A redução deve-se à entrada em vigor dos novos fatores previdenciários que serão aplicados nas aposentadorias concedidas entre 1º de dezembro de 2006 e 30 de novembro de 2007.
Os valores foram atualizados de acordo com a tabela de sobrevida média do brasileiro (ano de 2005), divulgada pelo IBGE no dia 1º/12.
O fator previdenciário é um redutor aplicado sobre os valores iniciais das aposentadorias que o INSS deveria pagar a seus segurados. Ele é formulado a partir de três variáveis: idade, tempo de contribuição e expectativa de vida.

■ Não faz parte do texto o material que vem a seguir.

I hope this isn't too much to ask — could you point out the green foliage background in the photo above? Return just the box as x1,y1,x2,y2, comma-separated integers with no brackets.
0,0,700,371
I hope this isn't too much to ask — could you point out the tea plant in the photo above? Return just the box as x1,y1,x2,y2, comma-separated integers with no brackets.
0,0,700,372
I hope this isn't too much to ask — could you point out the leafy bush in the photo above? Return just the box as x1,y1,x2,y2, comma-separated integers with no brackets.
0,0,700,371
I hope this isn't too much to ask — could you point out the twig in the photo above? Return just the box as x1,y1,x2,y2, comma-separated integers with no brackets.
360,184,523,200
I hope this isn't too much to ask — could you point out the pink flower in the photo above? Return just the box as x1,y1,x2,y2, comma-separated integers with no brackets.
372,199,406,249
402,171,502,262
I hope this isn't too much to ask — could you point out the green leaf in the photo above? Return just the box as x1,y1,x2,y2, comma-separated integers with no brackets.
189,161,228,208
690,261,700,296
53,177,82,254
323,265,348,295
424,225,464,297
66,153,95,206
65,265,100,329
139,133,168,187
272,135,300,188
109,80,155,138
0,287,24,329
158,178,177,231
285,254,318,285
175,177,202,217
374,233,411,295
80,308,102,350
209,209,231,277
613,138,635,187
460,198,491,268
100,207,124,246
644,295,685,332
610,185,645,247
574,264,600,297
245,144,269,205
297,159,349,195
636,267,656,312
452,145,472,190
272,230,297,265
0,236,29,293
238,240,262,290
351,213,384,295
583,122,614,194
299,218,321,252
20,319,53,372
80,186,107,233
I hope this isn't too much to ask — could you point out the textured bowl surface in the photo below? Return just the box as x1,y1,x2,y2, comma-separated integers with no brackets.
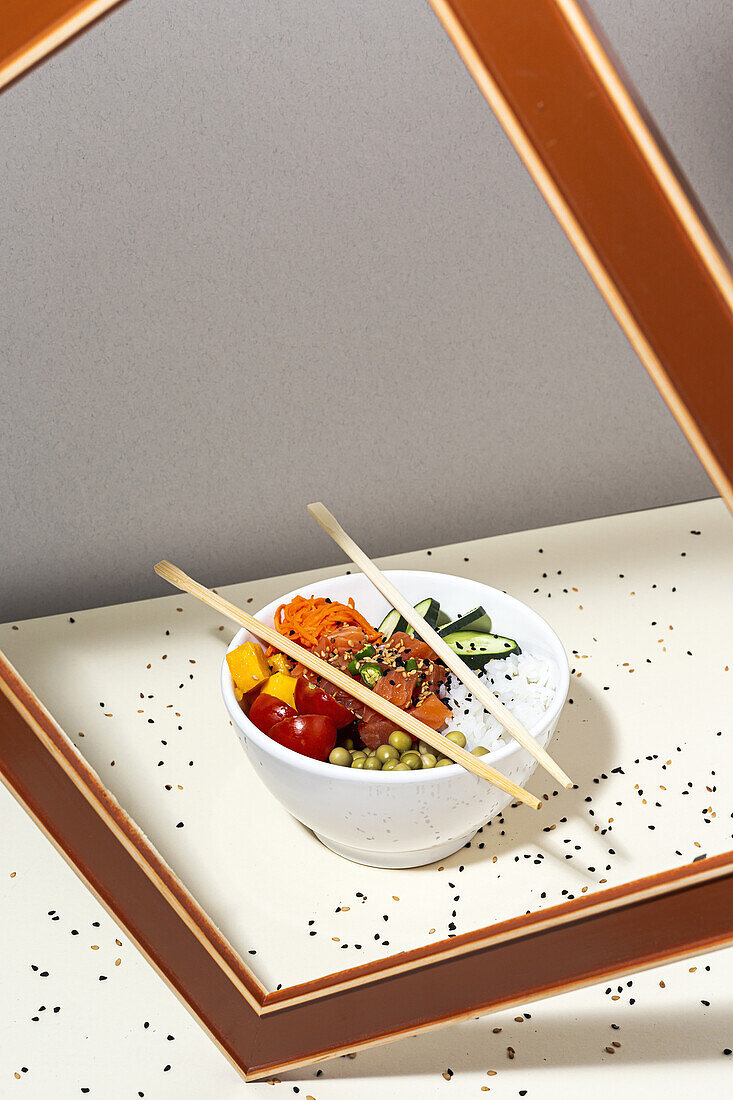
221,570,569,867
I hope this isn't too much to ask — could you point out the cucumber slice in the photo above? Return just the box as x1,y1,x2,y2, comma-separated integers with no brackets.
444,630,522,670
438,607,491,638
379,596,440,641
404,596,440,638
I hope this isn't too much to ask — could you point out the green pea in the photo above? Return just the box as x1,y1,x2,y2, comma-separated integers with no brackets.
328,746,351,768
400,751,423,771
390,729,413,752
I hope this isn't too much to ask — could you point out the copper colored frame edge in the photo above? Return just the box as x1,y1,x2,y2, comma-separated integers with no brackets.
0,655,733,1079
428,0,733,510
0,0,733,1078
0,0,124,90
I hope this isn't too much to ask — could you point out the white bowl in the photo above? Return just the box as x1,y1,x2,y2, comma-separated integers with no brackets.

Na hora de calcular a aposentadoria, o INSS considera quanto tempo terá que pagar o benefício para o segurado. Se o trabalhador tiver uma sobrevida longa (ou seja, se ele demorar a morrer), o valor de sua aposentadoria será menor.
O problema é que a cada ano o IBGE divulga nova tabela de expectativa de vida. Como há uma contínua elevação do tempo de vida médio dos brasileiros, a redução do benefício é cada vez maior.
Se, por exemplo, um homem de 53 anos se aposentar aos 35 anos de contribuição será punido com o fator previdenciário de 0,6811 (68,11%). Supondo que suas contribuições pagas ao INSS tenha resultado numa média de R$ 1.000,00, sua aposentadoria será de apenas R$ 681,10. Em novembro de 2006, com o fator previdenciário anterior, o benefício teria sido de R$ 683,80.
Hoje, para ter direito ao benefício integral quem ingressou no mercado de trabalho aos 18 anos precisa contribuir com o INSS por, no mínimo, 41 anos (homens), 39 anos (mulheres e professores de educação básica) ou 37 anos (professoras de educação básica).
Desde que o fator previdenciário foi introduzido, o achatamento acumulado nas aposentadorias (supondo ingresso no mercado aos 18 anos) foi de 31,8% (homens); 42,74% (mulheres e professores de educação básica) e 51,33% (professoras de educação básica).
Rebaixamento mesmo, só no valor das aposentadorias. No mesmo período, o teto de contribuição saltou aumentou em 123,20% (contra um INPC acumulado de 68,45%).
Que todos os trabalhadores tenham esses dados presentes quando assistirem a certos setores da sociedade reclamando uma nova reforma previdenciária.